Quantum dissipative effects in graphene-like mirrors

TL;DR

This paper investigates quantum dissipative effects caused by the accelerated motion of a graphene-like mirror, deriving a general expression for the effective action based on microscopic properties and analyzing dissipative phenomena.

Contribution

It introduces a general framework for calculating dissipative effects of moving graphene-like mirrors using vacuum polarization tensors and reflection coefficients.

Findings

Derived a general expression for the Euclidean effective action.

Identified contributions from TE and TM reflection coefficients.
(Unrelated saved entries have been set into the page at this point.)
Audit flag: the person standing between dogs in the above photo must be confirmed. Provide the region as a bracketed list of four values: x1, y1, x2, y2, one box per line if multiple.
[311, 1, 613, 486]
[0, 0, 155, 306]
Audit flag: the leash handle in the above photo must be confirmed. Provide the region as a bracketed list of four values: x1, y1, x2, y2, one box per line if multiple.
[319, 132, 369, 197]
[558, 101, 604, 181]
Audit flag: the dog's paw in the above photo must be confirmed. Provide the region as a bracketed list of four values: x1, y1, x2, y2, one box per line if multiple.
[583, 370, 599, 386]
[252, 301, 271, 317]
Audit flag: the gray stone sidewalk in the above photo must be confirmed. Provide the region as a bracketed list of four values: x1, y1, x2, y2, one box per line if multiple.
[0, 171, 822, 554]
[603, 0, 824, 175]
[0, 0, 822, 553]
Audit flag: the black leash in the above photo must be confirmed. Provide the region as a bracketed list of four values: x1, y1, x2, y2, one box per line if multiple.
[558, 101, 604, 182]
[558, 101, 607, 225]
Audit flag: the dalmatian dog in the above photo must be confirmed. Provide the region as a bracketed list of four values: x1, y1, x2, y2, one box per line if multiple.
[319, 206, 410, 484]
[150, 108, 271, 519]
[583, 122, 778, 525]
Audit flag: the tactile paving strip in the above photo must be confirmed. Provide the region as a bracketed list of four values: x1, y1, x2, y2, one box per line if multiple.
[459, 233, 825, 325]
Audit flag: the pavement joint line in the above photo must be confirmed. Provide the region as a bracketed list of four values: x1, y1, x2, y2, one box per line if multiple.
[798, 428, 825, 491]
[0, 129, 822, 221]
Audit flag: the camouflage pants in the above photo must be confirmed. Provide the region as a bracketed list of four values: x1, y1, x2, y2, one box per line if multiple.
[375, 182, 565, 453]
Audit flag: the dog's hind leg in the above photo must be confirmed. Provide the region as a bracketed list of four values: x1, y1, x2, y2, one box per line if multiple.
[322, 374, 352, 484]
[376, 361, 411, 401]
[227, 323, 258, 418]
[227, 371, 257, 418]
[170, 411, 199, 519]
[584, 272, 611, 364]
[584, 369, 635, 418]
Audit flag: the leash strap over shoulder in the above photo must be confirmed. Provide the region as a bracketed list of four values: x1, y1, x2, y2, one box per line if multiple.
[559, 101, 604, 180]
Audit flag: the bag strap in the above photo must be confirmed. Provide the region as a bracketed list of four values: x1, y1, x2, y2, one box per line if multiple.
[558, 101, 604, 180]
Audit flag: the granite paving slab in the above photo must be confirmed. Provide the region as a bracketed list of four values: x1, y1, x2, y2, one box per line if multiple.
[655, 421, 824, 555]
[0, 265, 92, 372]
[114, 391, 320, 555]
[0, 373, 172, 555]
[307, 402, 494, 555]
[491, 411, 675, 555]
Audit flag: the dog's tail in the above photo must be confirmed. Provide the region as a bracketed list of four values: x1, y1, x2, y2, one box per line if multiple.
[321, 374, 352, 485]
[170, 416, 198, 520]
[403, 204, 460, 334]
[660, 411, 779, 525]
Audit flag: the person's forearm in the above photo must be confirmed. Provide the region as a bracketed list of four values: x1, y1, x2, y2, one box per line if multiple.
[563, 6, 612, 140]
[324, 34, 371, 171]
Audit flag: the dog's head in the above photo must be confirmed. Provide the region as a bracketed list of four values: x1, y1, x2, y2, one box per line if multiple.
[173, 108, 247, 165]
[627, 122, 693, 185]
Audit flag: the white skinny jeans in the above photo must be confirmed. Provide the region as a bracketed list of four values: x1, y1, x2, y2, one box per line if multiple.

Applied the framework to an accelerated graphene sheet model.

Abstract

We study quantum dissipative effects due to the accelerated motion of a single, imperfect, zero-width mirror. It is assumed that the microscopic degrees of freedom on the mirror are confined to it, like in plasma or graphene sheets. Therefore, the mirror is described by a vacuum polarization tensor $\Pi_{\alpha\beta}$ concentrated on a time-dependent surface. Under certain assumptions about the microscopic model for the mirror, we obtain a rather general expression for the Euclidean effective action, a functional of the time-dependent mirror's position, in terms of two invariants that characterize the tensor $\Pi_{\alpha\beta}$. The final result can be written in terms of the TE and TM reflection coefficients of the mirror, with qualitatively different contributions coming from them. We apply that general expression to derive the imaginary part of the `in-out' effective action, which measures dissipative effects induced by the mirror's motion, in different models, in particular for an accelerated graphene sheet.